Mining difficulty is a vital part of mining, and it effectively determines the rate of supply of new coins. As mining difficulty increases it becomes harder to mine that coin as more complex calculations are required. If there are advances in mining a coin from CPU to GPU for from GPU to ASICs this will inevitably drive up the difficulty. Bitcoin for example is now unprofitable to mine with GPUs as the difficulty has increased exponentially due to the rise of ASIC miners.
A wallet is a storage place for cryptocurrencies. Wallets typically have public and private keys however exchange. Never share your private keys! You only own a wallet if you have a private key! Wallets can be online or offline (not connected to the internet). You’ll need a wallet if you plan on mining as this will be the destination to store all the cryptocurrency you mine.
An exchange is somewhere that you can turn your sweet crypto you mined into a FIAT currency such as USD or EUR or use it to buy some other altcoin. Some exchanges such as coin base, only facilitate FIAT currency to a selection of cryptocurrencies i.e BTC to EUR, other exchanges such as Poloniex only facilitate cryptocurrencies to other cryptocurrencies such as BTC to ETH. You should select the appropriate exchanges for you to create accounts on depending on the coins you plan on mining.

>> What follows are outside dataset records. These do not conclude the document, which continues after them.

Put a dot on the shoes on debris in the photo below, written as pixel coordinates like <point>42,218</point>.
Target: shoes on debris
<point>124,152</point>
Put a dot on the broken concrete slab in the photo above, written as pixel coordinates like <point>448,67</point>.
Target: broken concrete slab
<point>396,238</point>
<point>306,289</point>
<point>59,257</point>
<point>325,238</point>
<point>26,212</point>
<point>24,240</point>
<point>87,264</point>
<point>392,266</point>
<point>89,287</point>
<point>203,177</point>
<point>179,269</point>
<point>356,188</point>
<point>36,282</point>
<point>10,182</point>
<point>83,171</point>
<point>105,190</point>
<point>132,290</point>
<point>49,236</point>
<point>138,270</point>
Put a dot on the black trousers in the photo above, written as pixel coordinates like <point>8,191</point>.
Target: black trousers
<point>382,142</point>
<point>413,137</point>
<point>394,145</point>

A mining pool is a group of miners who work together combining their computational power for the sharing of block rewards. Mining pools are much more common than solo mining and typically are more reliable and consistent in terms of continuous revenue. Mining pools typically also charge a fee for the maintenance of the pool and keeping the pool secure. Mining pools typically have a payment threshold that needs to be achieved before a user can withdraw their mined cryptocurrency.
In essence, they do the same thing however they are all different pieces of hardware, suited to doing different things. CPU mining is limited to altcoins which allow it and typically are unprofitable. GPU mining is very popular as it is relatively cheap and diverse with prices of GPUs averaging out similarly over time. GPU mining is diverse enough to mine most coins with the exception of those which can be mined only by CPU and ASIC. ASIC mining is a dedicated device designed for the sole purpose of mining a particular coin or algorithm. Although originally designed for Bitcoin, ASICs have recently been designed for Monero and Ethereum.
Solo mining is when a miner attempts to mine an entire block by themselves and thus receiving all of a block reward. Due to the size of networks these days it is extremely unpopular for miners to solo mine as it is effectively pure luck for a miner to find and mine a block first. It is much more common for miners to mine as part of a mining pool.